Because the runtime libraries of XMP and XACC use MPI, a program is executed via an MPI execution command (e.g., “mpiexec”). However, when using GASNet, a program is executed via a GASNet execution command (e.g., “gasnetrun_ibv”).

$ mpiexec -n 2 ./a.out

$ gasnetrun_ibv -n 2 ./a.out

4.2.2 OpenACC

$ ./a.out

4.3 Cooperation with Profiler

In order to improve the performance of an application, it is useful to take a profile. Omni compiler has a function to cooperate with Scalasca (https://www.scalasca.org) and tlog which are profiling tools. The function can profile the execution of XMP directives. Note that the function supports only the XMP in C language now.

4.3.1 Scalasca

Scalasca is an opensource software that measures and analyzes the runtime behaviors.

When profiling all XMP directives that exist in code, please add the “--profile scalasca” option to a compile command.

$ xmpcc --profile scalasca a.c

When profiling selected XMP directives there, please add the “profile” clause to the directives and the “--selective-profile scalasca” option to a compile command.

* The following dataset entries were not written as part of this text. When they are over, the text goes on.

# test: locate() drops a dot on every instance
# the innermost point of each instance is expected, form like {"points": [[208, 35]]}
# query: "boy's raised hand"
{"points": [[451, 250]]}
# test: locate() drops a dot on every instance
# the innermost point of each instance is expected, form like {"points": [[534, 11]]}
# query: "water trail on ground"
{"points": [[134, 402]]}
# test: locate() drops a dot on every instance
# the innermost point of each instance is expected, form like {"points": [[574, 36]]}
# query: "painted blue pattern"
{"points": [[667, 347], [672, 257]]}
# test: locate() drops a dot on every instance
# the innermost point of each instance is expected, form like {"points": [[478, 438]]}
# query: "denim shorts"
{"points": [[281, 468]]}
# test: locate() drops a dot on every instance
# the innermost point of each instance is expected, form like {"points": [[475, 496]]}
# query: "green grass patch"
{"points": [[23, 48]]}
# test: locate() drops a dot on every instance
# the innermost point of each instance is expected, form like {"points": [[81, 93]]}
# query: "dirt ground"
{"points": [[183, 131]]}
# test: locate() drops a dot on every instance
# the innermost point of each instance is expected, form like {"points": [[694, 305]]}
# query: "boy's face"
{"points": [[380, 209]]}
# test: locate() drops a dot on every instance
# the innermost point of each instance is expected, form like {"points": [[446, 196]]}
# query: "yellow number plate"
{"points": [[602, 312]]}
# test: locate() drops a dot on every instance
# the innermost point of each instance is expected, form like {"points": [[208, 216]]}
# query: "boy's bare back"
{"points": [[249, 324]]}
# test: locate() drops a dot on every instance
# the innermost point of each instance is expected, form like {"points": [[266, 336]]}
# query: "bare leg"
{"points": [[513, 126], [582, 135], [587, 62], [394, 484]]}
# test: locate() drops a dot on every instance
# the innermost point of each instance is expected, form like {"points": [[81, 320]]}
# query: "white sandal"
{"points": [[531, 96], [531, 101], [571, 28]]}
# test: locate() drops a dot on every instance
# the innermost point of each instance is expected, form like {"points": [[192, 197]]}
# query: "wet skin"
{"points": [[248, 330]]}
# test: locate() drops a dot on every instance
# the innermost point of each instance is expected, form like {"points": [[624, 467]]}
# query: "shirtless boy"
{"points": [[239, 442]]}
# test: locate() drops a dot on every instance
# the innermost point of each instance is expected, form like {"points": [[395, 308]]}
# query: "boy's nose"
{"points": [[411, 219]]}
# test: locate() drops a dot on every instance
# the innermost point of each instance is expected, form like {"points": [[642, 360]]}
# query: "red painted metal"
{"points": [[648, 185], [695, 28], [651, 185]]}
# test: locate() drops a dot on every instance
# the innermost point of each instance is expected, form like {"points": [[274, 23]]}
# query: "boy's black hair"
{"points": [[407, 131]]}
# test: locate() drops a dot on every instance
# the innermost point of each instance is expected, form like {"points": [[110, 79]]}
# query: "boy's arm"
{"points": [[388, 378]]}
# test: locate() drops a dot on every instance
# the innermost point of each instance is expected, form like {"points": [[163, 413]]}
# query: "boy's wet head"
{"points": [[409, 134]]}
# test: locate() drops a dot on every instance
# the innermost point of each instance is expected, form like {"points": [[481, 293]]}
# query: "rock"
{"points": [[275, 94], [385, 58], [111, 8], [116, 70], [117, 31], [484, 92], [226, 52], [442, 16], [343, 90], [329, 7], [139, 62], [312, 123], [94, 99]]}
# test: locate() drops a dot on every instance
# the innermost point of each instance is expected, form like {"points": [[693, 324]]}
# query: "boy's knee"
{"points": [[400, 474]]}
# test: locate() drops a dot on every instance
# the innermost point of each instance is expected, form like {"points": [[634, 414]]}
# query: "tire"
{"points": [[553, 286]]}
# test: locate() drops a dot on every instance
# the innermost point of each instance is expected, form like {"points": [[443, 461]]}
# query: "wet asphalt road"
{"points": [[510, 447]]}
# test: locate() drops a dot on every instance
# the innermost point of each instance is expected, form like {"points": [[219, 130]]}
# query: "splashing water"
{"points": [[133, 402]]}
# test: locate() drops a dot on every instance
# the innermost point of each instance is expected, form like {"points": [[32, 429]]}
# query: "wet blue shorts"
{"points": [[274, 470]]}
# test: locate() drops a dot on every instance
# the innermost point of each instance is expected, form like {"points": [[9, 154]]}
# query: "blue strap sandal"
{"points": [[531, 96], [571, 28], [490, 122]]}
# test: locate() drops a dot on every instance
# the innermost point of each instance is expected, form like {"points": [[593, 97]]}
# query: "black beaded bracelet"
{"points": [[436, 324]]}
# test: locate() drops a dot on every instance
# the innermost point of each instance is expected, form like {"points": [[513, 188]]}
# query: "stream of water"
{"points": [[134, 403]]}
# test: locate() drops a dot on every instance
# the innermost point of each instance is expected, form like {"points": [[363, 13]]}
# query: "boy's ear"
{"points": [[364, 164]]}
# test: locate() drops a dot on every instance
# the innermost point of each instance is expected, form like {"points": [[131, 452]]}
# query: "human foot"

#pragma xmp bcast (a) profile

$ xmpcc --selective-profile scalasca a.c

Figure 5 shows an example of profiling by Scalasca.

Fig. 5
figure 5

Profile by Scalasca (https://omni-compiler.org)

4.3.2 tlog

Omni compiler package contains tlog that measures executing time of the XMP directives.

When profiling all XMP directives that exist in code, please add the “--profile tlog” option to a compile command.

$ xmpcc --profile tlog a.c

When profiling selected XMP directives there, please add the “profile” clause to the directives as in Sect. 4.3.1 and the “--selective-profile tlog” option to a compile command.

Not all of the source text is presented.